NIAID Data Ecosystem Discovery Portal

NIAID Data Ecosystem Discovery Portal
Emily Haag, Candice Czech, Ginger Tsueng, Nichollette Acosta, Jason Lin, Dylan Welzel, Everaldo Rodolpho, Chunlei Wu, Andrew I. Su, Laura D. Hughes, Wilbert Van Panhuis, Asiyah Lin, Meghan Hartwick, Jack DiGiovanna, Sai Subrahmanian, Deepti Jain, Poro Burman, Eric Tobin, Sudha Venkatachari, Maria Giovanni, Zorana Mitrovic Vucicevic

Introduction
The world is sitting on a wealth of knowledge that has yet to be fully realized. Researchers around the globe generate huge amounts of biomedical data across an enormous spectrum of specialties - clinical data, genomic data, epidemiological data – which describe cell responses to infection, improve our understanding of immune-mediated diseases, and can ultimately lead to breakthroughs in fighting or curing disease. Many publicly-available datasets that could support life-saving research are underutilized because they are difficult to find.

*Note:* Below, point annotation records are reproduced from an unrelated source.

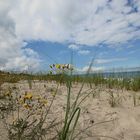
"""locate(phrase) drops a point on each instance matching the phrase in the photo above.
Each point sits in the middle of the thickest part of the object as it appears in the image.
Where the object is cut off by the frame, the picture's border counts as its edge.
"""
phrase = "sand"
(121, 122)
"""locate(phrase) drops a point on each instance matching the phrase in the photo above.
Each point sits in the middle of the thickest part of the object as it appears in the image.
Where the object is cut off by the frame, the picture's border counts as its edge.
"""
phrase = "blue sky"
(35, 34)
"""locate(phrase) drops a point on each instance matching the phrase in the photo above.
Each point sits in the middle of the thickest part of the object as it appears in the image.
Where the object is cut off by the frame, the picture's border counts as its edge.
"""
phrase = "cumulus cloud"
(75, 21)
(104, 61)
(74, 47)
(84, 52)
(13, 54)
(89, 23)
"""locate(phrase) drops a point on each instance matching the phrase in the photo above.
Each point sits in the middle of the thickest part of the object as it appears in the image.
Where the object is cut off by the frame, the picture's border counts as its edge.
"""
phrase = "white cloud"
(84, 52)
(74, 47)
(89, 23)
(13, 54)
(78, 22)
(103, 61)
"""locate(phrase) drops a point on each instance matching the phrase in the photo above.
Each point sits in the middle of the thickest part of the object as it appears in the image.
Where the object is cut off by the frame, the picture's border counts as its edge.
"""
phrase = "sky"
(37, 33)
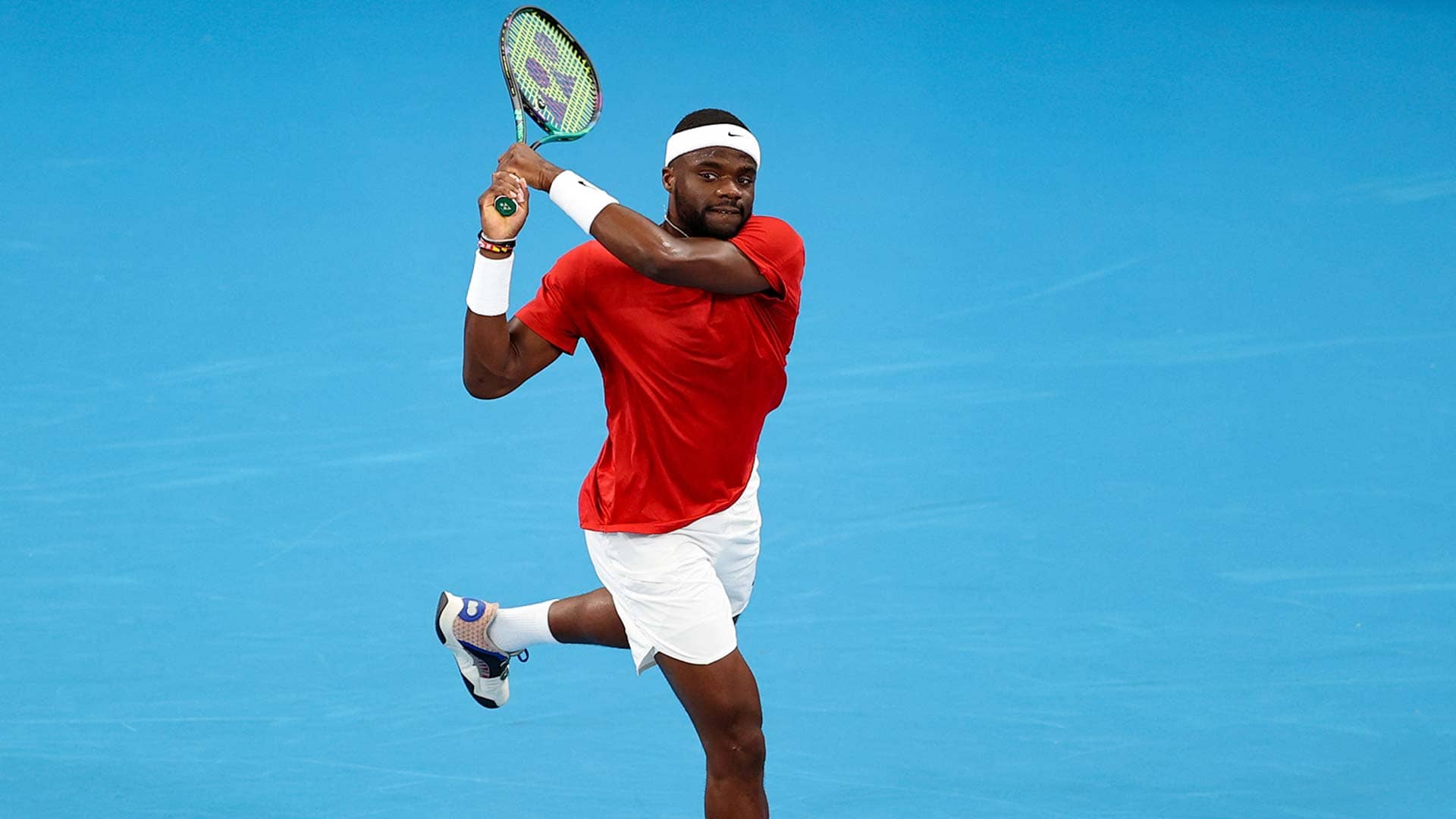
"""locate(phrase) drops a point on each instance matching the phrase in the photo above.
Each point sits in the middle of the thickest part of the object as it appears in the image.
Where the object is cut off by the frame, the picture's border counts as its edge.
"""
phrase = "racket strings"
(554, 76)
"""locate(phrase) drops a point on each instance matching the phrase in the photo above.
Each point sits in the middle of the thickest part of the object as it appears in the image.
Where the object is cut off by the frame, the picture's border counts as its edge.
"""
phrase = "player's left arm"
(708, 264)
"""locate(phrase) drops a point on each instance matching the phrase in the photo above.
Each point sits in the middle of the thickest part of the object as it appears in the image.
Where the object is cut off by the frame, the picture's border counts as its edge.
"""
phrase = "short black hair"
(708, 117)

In an effort to increase the findability of these resources, NIAID Office of Data Science and Emerging Technologies (ODSET) created the NIAID Data Ecosystem Discovery Portal. The Discovery Portal allows researchers to search simultaneously across millions of publicly available datasets to find immune-mediated and infectious disease data for reanalysis.



Infrastructure
This new tool aims to promote open science and FAIR data. It harvests and standardizes metadata from a number of sources, allowing users to find available data and links them to data repositories to access the data. The Discovery Portal focuses on the findability of data, aggregating resources across numerous sources, including NIAID-supported repositories, general biomedical repositories, and other generalist sources.

Metadata is transformed into a common schema, derived from Schema.org and BioSchemas. This schema has been extended from Data Discovery Engine to promote interoperability with other data findability projects, with a number of fields added to tailor to the needs of immune-mediated and infectious disease researchers. This metadata standardization not only facilitates advanced searching and filtering across varied sources, but it helps researchers better understand what the data contains before accessing it from the source. Additionally, all metadata harvested by the Discovery Portal can be downloaded or accessed via the NIAID Data Ecosystem Discovery API.

Using the tool
The Discovery Portal can be used to:

  • Search across 2.8+ million datasets from 15 sources and growing, datasets that were previously unknown, to bring other dimensions into analyses.
  • Download metadata or access via API to gather new insights about what’s available.
  • Track research across funding programs or specific scientific areas.

For example, one researcher was able to use the Discovery Portal to find data to support his image segmentation study into lesions that are related to SARS-CoV-2 in non-human primates. He started with a general search for “SARS-CoV-2” and used the pre-built filters to narrow down the thousands of results to few Computed Tomography (CT) image datasets of interest within minutes.



Likewise, another scientist found a dataset related to co-infections of dengue virus and COVID-19 to aid his research using the Discovery Portal’s Advanced Search tool.



Conclusion
The Discovery Portal aims to help accelerate the work of researchers around the world, potentially leading to faster development of diagnostics, therapeutics, and vaccines. By optimizing the reuse of data, NIAID hopes to maximize free information exchange between researchers breaking ground in their investigations into infectious, immunologic, and allergic diseases.